David Allen has a new book - and while I much prefer his original Getting Things Done, I'm still enjoying reading this new one. Here are a few choice quotes:
You never know how much of your attention is being held captive by a physical space until you do a thorough job of purging it and notice how different you feel. I have a saying - "When in doubt, clean a drawer" - a sentiment that is also true for your car, your gold bag, your clothes closet, your toolshed, your desk drawers, your garden - whatever. ...
We accumulate all kinds of things that are functional when we obtain them, but they lose that functionality over time. When they reach that state, though, they don't throw themselves away. ... Your center desk drawer was the perfect place to keep ballpoint pen refills, as long as you had that pen, but you haven't had that pen for two years. ...
As strange as it may sound, if someone has a big pile of stuff in the corner of his office that he himself has defined as "stuff I don't want to deal with until some undetermined time in the future" and that's exactly where he's decided that kind of material belongs, he's organized. ...
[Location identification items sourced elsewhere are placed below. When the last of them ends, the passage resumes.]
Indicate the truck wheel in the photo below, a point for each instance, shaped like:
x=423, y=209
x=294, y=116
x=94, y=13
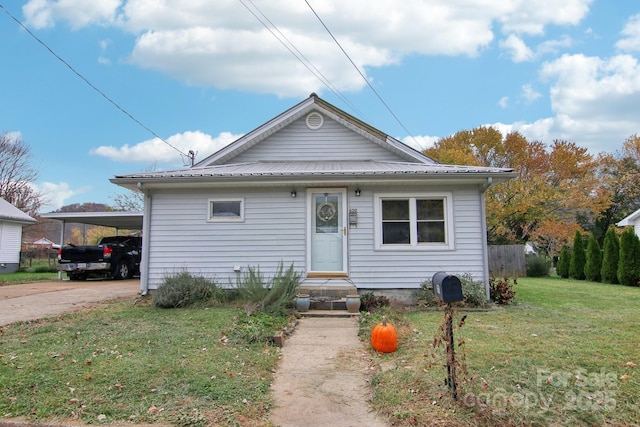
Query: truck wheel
x=122, y=271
The steady growth of the organizational gear industry only reflects the hunger for gaining control of the huge volume of miscellany that people are collecting in their lives. All the plastic, wire, and wood boxes; all the trays, notebooks, folders, and desk accessories at least provide defining boundaries that help contain and separate stuff. But without a good underlying model for how and why to contain and separate what stuff, and for what purpose, shoppers still wander glassy-eyed down the aisles of the office supply and organizing stores, rather clueless as to what they really need.